When Stephen Chu compared the global economy to an unsustainable pyramid scheme that nobody wanted to acknowledge, he exposed not just the demographic timebomb, but the doublethink inherent in a model of ever expanding growth in a world of finite natural resources.
The sense that we’re running out of space and that there’s already too many people is something of an illusion caused by our desire to live in enormous cities where a creaking infrastructures struggles to keep pace.
Counterintuitively, traffic jams of electric vehicles and overcrowded public transport might just be the planet’s best hope because our per capita energy needs can be more effectively met in vast urban centres. Simultaneously, the proliferation of rural ghost towns mean that vast swathes of the countryside could be rewilded with enormous environmental benefits.

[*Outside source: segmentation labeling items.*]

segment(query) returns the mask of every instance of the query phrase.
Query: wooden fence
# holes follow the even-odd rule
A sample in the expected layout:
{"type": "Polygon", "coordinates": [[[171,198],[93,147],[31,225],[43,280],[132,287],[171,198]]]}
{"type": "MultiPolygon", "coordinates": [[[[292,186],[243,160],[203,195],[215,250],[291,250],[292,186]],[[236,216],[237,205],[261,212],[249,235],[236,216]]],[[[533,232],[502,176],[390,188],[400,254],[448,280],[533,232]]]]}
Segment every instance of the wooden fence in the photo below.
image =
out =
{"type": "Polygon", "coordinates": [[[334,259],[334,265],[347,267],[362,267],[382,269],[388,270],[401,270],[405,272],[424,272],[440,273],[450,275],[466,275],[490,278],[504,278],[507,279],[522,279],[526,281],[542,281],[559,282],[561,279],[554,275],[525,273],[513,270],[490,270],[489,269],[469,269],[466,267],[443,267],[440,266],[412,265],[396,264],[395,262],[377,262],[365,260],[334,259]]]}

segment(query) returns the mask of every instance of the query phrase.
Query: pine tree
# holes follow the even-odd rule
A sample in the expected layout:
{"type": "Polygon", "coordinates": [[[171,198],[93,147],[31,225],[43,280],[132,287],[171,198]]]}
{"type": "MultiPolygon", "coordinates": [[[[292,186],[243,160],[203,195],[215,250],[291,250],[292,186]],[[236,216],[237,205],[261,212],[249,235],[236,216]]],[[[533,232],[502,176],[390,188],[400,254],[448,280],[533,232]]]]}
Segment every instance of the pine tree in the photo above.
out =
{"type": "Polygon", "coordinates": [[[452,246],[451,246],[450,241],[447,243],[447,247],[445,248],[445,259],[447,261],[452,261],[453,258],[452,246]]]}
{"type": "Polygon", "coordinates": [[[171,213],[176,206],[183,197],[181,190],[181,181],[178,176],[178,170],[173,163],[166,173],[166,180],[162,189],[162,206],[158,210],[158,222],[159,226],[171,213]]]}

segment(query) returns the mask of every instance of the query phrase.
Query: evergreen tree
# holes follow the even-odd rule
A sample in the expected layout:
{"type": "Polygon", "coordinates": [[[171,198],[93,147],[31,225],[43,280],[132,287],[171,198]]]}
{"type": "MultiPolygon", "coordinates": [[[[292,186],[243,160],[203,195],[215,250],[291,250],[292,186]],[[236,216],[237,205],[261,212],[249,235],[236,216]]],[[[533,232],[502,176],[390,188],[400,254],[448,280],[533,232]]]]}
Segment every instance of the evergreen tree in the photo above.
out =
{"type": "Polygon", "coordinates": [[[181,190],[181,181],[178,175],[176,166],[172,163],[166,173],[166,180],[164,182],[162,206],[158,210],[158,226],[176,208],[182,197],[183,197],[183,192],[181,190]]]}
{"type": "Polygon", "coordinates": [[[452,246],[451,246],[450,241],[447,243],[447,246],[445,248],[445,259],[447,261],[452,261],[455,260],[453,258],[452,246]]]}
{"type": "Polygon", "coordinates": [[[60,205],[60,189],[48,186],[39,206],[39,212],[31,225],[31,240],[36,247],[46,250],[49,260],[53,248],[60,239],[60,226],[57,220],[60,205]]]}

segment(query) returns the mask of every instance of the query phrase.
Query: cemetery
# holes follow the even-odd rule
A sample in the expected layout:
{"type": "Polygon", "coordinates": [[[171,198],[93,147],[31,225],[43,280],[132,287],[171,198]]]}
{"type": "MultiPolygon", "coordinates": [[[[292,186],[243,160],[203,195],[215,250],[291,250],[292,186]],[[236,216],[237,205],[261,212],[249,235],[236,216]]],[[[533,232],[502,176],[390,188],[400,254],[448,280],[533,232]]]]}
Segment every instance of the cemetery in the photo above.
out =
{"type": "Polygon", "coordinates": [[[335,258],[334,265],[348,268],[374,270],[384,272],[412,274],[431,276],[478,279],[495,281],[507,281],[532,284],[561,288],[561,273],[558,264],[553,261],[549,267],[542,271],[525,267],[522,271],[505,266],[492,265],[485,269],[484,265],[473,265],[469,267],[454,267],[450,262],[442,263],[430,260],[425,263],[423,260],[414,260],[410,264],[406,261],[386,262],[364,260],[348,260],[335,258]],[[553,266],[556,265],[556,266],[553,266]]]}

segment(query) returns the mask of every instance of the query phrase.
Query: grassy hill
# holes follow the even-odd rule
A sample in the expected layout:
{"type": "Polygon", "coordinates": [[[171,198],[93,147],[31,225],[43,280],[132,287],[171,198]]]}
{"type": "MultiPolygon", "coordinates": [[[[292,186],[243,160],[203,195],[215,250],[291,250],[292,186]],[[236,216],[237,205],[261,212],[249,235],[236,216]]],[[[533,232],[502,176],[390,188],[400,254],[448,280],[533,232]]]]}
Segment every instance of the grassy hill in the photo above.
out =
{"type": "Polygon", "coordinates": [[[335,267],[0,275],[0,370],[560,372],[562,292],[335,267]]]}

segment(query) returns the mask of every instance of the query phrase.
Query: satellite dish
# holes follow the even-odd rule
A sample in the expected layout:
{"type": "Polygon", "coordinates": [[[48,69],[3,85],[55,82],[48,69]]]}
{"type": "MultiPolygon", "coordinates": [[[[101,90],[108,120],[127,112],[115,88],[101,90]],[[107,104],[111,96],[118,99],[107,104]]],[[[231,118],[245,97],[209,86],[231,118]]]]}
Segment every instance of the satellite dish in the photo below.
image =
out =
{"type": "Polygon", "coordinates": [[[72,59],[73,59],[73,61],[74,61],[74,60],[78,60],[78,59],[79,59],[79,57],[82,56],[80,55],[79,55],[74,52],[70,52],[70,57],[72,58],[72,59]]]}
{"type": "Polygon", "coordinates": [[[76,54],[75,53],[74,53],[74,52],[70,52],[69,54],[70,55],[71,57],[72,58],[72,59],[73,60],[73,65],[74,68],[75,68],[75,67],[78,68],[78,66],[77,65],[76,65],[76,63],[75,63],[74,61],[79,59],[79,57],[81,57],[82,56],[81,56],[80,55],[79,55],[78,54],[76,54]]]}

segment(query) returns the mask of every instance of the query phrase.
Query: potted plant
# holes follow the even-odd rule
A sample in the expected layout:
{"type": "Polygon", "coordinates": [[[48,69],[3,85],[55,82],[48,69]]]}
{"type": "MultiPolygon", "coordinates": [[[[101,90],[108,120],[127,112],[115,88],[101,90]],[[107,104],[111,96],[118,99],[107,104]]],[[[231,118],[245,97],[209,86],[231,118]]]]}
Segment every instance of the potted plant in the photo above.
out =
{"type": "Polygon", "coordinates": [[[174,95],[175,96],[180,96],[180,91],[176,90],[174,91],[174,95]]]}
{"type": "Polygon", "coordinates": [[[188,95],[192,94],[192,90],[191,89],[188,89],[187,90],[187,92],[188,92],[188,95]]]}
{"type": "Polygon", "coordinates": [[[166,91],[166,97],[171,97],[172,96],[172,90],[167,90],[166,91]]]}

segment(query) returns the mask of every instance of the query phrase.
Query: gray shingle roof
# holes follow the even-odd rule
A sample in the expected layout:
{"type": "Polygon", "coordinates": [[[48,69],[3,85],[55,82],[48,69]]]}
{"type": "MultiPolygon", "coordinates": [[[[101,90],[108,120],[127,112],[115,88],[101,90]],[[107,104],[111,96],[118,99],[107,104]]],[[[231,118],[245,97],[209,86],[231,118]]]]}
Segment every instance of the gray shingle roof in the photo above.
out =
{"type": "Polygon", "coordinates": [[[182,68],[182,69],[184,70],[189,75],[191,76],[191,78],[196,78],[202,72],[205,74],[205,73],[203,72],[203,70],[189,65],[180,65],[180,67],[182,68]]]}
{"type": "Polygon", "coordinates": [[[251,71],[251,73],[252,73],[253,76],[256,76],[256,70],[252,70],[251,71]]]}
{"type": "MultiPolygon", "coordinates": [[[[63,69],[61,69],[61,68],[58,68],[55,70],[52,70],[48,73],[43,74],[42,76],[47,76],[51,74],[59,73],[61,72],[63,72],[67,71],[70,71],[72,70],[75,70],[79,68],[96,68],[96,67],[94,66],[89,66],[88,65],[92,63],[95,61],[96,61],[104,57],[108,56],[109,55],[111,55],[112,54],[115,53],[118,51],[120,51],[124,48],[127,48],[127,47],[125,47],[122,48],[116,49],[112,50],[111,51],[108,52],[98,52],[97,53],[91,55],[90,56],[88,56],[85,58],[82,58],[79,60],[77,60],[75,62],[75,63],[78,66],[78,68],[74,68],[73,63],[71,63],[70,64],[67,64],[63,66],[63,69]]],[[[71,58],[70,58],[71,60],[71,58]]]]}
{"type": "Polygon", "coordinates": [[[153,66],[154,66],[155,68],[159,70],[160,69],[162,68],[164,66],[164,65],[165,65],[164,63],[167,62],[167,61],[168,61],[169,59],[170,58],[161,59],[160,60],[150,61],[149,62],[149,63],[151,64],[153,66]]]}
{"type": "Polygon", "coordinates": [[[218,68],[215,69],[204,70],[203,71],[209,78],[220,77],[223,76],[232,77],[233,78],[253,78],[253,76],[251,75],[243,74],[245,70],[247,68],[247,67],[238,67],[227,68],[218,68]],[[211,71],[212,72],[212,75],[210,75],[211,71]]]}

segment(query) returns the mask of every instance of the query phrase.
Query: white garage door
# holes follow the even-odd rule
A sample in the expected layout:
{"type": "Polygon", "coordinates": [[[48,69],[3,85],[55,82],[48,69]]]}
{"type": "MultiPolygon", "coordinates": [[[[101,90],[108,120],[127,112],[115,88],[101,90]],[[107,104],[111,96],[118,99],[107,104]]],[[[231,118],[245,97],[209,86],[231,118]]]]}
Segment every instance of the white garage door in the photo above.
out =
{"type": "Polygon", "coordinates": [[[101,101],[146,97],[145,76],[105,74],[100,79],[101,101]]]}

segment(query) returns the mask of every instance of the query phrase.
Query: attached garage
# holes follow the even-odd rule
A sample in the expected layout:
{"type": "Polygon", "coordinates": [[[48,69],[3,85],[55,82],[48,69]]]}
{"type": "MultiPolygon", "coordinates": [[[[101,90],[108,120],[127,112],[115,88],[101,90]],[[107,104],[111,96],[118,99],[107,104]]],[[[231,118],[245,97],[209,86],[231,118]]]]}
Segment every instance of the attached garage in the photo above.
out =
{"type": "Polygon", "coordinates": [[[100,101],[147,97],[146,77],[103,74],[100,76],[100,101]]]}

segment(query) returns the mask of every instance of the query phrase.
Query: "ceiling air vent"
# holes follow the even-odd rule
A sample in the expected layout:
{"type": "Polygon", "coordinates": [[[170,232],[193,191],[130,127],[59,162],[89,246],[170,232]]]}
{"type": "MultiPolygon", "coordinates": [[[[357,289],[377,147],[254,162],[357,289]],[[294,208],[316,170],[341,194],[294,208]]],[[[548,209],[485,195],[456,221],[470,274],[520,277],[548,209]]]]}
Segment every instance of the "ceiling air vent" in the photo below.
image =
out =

And who knows, by 2100, ambitious nations may well be vying to entice young immigrants to their shores.
But before any of that is possible perhaps what we really need is a new generation of political leaders who are prepared to treat voters as adults and fully debate the complex demographics underpinning our economic and environmental future. Until then it’s likely that we will continue to make the wrong decisions for the wrong reasons.